Virtual reality linked to lower fear of death, study finds
Researchers at Texas A&M University have reported that a short virtual reality experience designed to simulate elements commonly associated with near-death events appears to lessen anxiety about death among young adults. The work involved a small pilot group of roughly 60 participants who completed a single twelve-minute session and then provided feedback. Participants reported that their fear of death decreased by approximately 75 per cent after the simulation, along with notable reductions in stress levels. The findings contribute to ongoing research on how immersive technology can support mental well-being and psychological care delivered remotely.
Death anxiety refers to worry or fear connected to thoughts about mortality. It is often linked with depression, health-related stress, panic symptoms, illness anxiety, obsessive-compulsive disorder and phobias. Previous studies have suggested that these fears tend to peak in early adulthood, decline through midlife and rise again in older age, especially among those over 65. People living with terminal conditions, including cancer, are also known to experience heightened anxiety around death, which can influence daily functioning and quality of life. Understanding ways to reduce this anxiety has therefore become an important goal across psychology and health care.
The study was published in the journal Frontiers in Virtual Reality and led by Dr Zhipeng Lu with doctoral student Parya Khadan. Dr Lu is based in the College of Architecture at Texas A&M, serves as associate director at the Centre for Health Systems and Design, and is a fellow of the Telehealth Institute. The research group has been examining how virtual environments might function as practical tools within tele-behavioural health counselling, where clinicians support patients remotely through digital platforms. According to the team, accessible interventions that can be delivered without in-person attendance may extend support to people who would otherwise face barriers to care.
Participants in the pilot study were students from the College of Architecture. They were surveyed both before and after the virtual reality session to assess levels of stress and anxiety about death. The virtual programme was built around common elements reported by people who have experienced near-death situations. Using a headset, students progressed through a sequence of three scenes intended to reproduce core sensations in a controlled and safe virtual space.
The first stage simulated an out-of-body experience after a car accident, where the user observed a representation of the self from an external vantage point while rising above the scene. In the second stage, users travelled through a tunnel or channel of light accompanied by brief memory flashbacks, echoing descriptions often found in first-hand accounts. The final stage placed participants in a calm, scenic environment that appeared peaceful but included a boundary that could not be crossed, reinforcing the idea of returning rather than passing on. The aim was not to dramatise death but to allow reflective engagement with themes of mortality in a guided context.
After completing the session, many participants reported lower stress and reduced death anxiety, and several described shifts in perspective about life priorities and relationships. Some indicated that the immersive experience felt relaxing and encouraged renewed focus on connections with loved ones or personal goals. A smaller group experienced increased anxiety or stress after the intervention, highlighting that such simulations may not affect everyone in the same way and may carry risks for certain individuals.
The researchers emphasised that while the early findings are promising, they remain preliminary due to the small sample size and limited diversity of participants. The team intends to extend the study to people facing terminal illnesses and to individuals with diagnosed mental health conditions. They also noted that careful screening, clinical oversight and ethical safeguards will be essential before using similar tools with vulnerable populations, as responses can vary widely and adverse reactions must be avoided.

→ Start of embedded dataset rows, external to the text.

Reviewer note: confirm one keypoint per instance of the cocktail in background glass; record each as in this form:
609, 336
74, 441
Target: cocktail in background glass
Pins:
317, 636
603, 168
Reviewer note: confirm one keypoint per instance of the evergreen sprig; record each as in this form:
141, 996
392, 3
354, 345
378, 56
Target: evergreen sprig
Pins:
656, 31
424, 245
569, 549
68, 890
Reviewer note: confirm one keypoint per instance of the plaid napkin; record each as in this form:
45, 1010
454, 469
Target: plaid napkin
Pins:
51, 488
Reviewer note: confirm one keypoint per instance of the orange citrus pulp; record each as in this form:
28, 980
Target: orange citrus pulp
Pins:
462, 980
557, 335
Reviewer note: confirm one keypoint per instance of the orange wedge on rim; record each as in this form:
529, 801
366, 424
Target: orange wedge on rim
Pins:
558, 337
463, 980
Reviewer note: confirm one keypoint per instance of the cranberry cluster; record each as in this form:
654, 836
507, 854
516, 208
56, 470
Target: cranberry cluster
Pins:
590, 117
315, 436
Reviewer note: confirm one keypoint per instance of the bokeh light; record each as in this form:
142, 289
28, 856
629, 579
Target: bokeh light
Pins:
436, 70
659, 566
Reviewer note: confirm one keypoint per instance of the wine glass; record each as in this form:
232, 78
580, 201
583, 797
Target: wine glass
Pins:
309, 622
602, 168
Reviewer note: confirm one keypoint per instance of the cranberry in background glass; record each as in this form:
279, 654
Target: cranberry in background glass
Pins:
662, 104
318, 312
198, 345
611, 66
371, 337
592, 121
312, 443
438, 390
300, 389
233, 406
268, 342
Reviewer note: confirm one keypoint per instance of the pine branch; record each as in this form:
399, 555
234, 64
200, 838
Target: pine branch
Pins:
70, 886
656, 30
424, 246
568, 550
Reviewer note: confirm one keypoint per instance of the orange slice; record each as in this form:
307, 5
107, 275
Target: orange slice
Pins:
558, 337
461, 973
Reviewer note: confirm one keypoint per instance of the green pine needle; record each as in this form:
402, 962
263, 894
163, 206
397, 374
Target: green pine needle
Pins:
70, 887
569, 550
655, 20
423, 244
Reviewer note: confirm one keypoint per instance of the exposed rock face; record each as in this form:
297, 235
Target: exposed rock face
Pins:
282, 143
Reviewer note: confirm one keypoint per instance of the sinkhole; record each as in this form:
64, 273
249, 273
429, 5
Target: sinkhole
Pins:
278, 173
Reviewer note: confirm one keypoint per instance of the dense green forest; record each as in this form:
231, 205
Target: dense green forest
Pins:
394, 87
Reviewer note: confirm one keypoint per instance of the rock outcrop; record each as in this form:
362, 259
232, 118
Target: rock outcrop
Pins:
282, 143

The project was carried out in partnership with Olera Inc. Support was also provided by the International Association of Near-Death Experience Studies, which supplied the virtual reality video used in the simulation. Additional contributors to the publication included Benjamin Ennemoser, an assistant professor of architecture at Texas A&M, and Dr Ryan Foster, interim head of the counselling department at Tarleton State University. Their combined expertise covered virtual design, architecture, health systems, and counselling practice.
The results suggest that immersive virtual reality may have potential as a supplementary resource in psychological care aimed at managing death-related anxiety. The pilot indicates that even a brief, structured session can prompt reflection and emotional change among some users. However, the researchers underlined the importance of further trials, larger and more varied samples, and long-term follow-up to determine the durability of the effects and to better understand who benefits most and who may not respond well. The emerging evidence points to a possible future where carefully designed virtual experiences sit alongside conventional therapy, provided they are delivered responsibly and grounded in strong clinical guidance.